Did you write in silence, or to any particular music?
I write first drafts to music; I have pretty eclectic tastes, so that might mean rock or folk or North-African blues or nineties trance or Japanese heavy metal, depending on the phase I'm going through! For later drafts, I need to concentrate more, and I've also got into the habit of reading out loud, so I'm drifting towards working in silence for those.
Did you find it hard to write? Or harder to edit your own work?
I'm a big planner, so long as I know where I'm going, I can write at a steady pace. One of the tough facts about writing is that, the closer you get to finishing a book, the less creative the process becomes, and the less fun. So the hardest part, for me, is trying to get work to a point that I'm willing to call done.
What was it like to be edited by someone else?
Being edited can be a joy or a horror, depending on the editor, and often it's the times when it's a horror that you learn the most!
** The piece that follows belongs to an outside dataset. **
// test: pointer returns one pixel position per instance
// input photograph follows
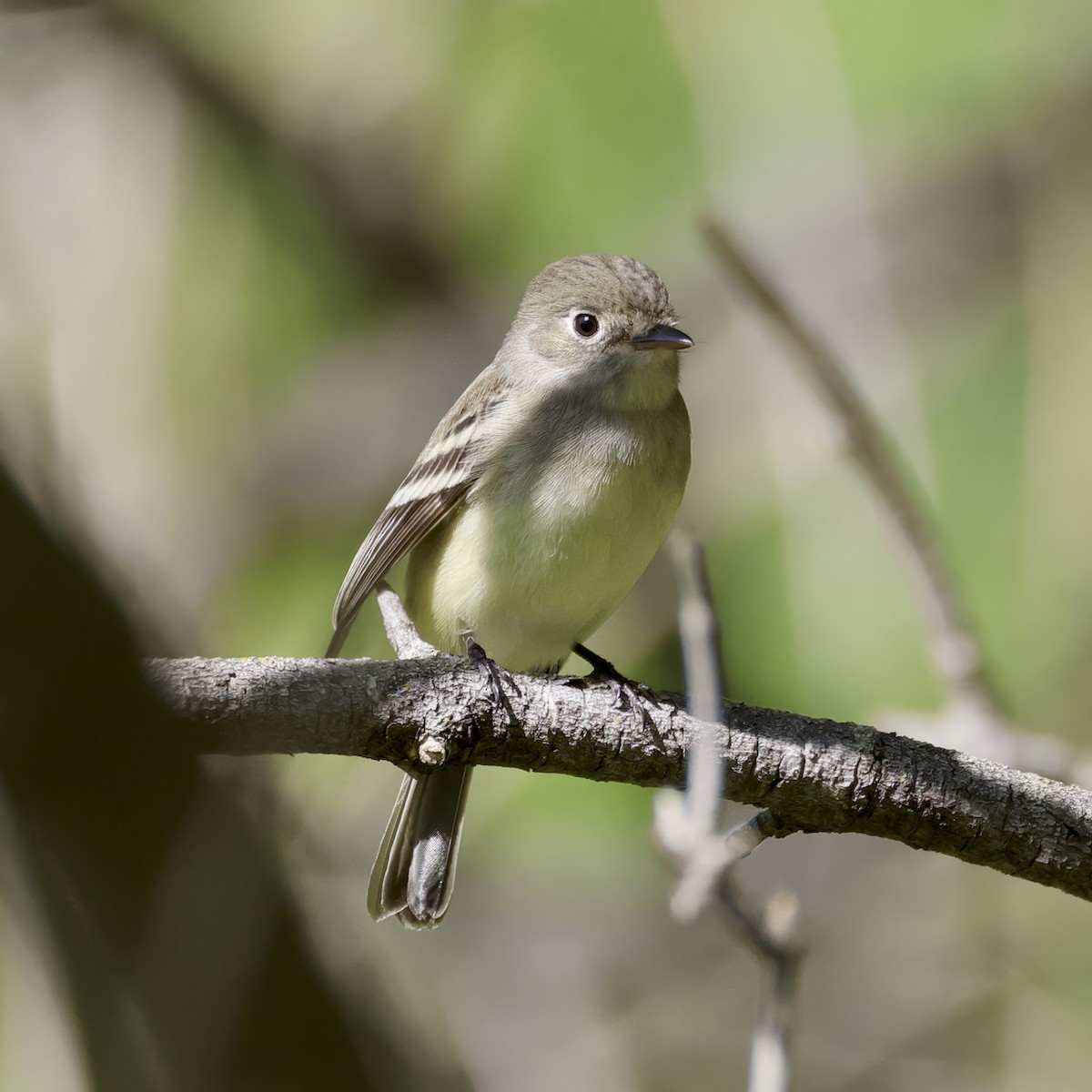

But it's great to get an outside perspective, especially from someone who knows their stuff. One of the most difficult aspects of writing is the tunnel vision that comes with being alone with a project for so long that you start to lose sight of the wood for the trees.
What are you writing now?
I'm midway through the second draft of Graduate or Die, the fourth and final book in my ongoing fantasy series The Black River Chronicles, which began in 2016 with Level One. And at the same time, I'm researching an upcoming historical novella and wrapping up the last edits on another novel that hopefully I'll be able to announce soon.
Thank you to David for taking the time to talk to us about the A Savage Generation's influences and giving more life to the back story. You can pick up this new FLAME TREE PRESS edition of his book, along with the other September releases now. It will be available in paperback, hardback and ebook. Check out our website for details.
David Tallerman is the author of crime drama The Bad Neighbour with Flame Tree Press. His other publications consist of the YA fantasy series The Black River Chronicles, which began in late 2016 with Level One and continued in 2017 with The Ursvaal Exchange, the Tales of Easie Damasco series - consisting of Giant Thief, Crown Thief and Prince Thief - and the novella Patchwerk. His comics work includes the absurdist steampunk graphic novel Endangered Weapon B: Mechanimal Science (with artist Bob Molesworth).
David's short fiction has appeared in around eighty markets, including Clarkesworld, Nightmare, Alfred Hitchcock Mystery Magazine and Beneath Ceaseless Skies. A number of his best dark fantasy and horror stories were gathered together in his debut collection The Sign in the Moonlight and Other Stories.
A lifelong fan of cinema, and particularly of Japanese cinema and animation, film has always been a significant influence on David's writing; though his inspirations also extend to comic books, genre fiction, and a degree in English Literature that led to an MA on the topic of seventeenth-century witchcraft. His previous career as an IT Technician took him all across the country, but he currently resides in West Yorkshire, on the opposite side of the county of his birth. In his spare time, and in between movies, he likes to hike around the local countryside, a hobby that has also taken him to wild spots throughout England and beyond.